Tidak berhenti sampai disitu, masyarakat setempat juga mulai terserang berbagai penyakit seperti diare, dikarenakan kekurangan stok air bersih, sebab tidak ada hujan dan mengalami kekeringan itu. Bupati Puncak, Willem Wandik juga sudah menyampaikan bahwa warganya kini paling membutuhkan makanan, namun belum ada yang menjamin bahwa pesawat aman masuk atau tidak. Bahkan, maskapai-maskapai pesawat tidak bisa masuk ke area sana. Willem juga menjelaskan bahwa ada bandara di Agandugume yang sudah dibangun dan diaspal, namun pasca penangkapan pilot, bantuan tidak bisa langsung mendarat di Agandugume.
Adanya berbagai penembakan tersebut membuat para pilot dan maskapai menjadi trauma dengan hal tersebut. Oleh sebab itu, pada akhirnya bantuan terkumpul hanya sampai di Distrik Sinak untuk kemudian dibawa dengan berjalan kaki menuju distrik lainnya.
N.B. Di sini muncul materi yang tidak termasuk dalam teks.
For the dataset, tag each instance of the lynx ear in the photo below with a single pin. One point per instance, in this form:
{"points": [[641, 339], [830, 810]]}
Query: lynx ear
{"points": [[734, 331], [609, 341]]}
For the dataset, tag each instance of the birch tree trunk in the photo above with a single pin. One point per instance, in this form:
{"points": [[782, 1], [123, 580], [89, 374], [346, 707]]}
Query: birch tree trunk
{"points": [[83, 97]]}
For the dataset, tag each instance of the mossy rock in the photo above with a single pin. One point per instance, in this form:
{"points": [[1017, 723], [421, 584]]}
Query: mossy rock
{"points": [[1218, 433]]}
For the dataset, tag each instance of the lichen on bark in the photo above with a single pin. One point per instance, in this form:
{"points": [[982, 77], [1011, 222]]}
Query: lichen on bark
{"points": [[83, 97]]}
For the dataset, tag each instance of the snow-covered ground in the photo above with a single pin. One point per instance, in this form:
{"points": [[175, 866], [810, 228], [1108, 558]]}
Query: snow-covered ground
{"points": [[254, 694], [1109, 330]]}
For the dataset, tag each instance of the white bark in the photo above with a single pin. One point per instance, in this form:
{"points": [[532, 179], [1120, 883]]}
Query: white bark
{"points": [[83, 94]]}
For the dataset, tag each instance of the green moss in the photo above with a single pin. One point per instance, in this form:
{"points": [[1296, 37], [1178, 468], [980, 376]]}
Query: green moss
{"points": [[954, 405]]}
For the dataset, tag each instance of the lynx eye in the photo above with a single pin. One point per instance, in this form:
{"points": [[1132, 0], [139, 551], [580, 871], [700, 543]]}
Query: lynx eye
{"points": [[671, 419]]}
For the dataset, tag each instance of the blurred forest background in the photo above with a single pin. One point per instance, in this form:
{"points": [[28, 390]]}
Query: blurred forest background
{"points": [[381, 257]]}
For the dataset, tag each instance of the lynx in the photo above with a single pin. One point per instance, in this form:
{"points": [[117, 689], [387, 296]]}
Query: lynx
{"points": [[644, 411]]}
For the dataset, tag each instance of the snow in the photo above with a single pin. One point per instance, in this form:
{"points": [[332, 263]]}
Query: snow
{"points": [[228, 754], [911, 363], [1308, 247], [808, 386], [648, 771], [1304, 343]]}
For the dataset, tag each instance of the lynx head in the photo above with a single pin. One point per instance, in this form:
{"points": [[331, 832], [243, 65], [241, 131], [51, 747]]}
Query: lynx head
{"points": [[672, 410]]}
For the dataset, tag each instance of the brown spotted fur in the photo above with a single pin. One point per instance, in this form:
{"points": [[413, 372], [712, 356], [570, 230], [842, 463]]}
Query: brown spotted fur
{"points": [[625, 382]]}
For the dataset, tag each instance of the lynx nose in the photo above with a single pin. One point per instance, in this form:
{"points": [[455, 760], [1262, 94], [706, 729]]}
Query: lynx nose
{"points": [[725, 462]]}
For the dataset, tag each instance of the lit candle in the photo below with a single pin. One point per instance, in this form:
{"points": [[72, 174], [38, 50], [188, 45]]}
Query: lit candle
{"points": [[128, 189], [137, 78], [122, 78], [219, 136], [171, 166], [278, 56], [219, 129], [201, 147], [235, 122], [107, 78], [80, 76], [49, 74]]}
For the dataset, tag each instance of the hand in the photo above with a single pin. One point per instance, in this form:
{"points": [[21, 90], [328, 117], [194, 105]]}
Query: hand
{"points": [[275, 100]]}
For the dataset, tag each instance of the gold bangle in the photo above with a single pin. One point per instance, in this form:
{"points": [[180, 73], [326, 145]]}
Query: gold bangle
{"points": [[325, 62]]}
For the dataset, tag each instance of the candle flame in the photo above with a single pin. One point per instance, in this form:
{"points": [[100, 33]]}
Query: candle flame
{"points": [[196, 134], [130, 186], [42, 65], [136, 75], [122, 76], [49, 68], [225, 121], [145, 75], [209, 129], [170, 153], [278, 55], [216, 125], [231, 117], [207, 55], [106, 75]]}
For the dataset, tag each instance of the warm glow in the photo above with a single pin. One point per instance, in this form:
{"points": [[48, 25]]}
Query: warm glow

Sudah jelas bahwa, tindakan kejam yang dilakukan oleh KST Papua ini merugikan Kawasan Timur yang menghambat dukungan pemerintah, baik dari segi penyaluran bantuan, hingga dari segi pembangunan yang sudah direncanakan. Padahal, Pemerintah RI sudah membuat banyak rancangan untuk menumbuhkan wilayah Papua menjadi provinsi yang nantinya dapat bersaing dengan provinsi yang lainnya, akan tetapi dengan adanya ulah dari KST Papua inilah justru menghambat tumbuh kembang Papua.
Seharusnya, Egianus Kogoya bersama gerombolannya yang tergabung dalam KST Papua itu menyadari bahwa tindakan yang dilakukan ini amat sangat keliru, sebab justru akan mempersulit kehidupan dan rakyat di Kawasan Timur. Aksi-aksi yang digencarkannya itu memang bukan sekali dua kali saja, namun memang sudah sejak tahun 2017 silam dengan melakukan hal yang sama berulang-ulang. Sangat jelas bahwa ini sudah bukan tindakan biasa, melainkan sudah masuk level kejahatan yang harus diadili.
Mereka sudah memakan banyak korban, khususnya warga sipil yang tidak bersalah itu menjadi sasaran empuk kelompok separatis dan terorisme yang brutal ini. Di sisi lain, pemerintah RI sudah bergerak semaksimal mungkin untuk menangani kasus ini agar bisa mensejahterahkan rakyat Papua.
Namun, usaha dan upaya tersebut rupanya dihalang-halangi oleh KST Papua yang hanya mementingkan keegoisannya semata, bahkan gencar melakukan penyerangan dengan brutal, seperti penembakan hingga ditaraf pembunuhan.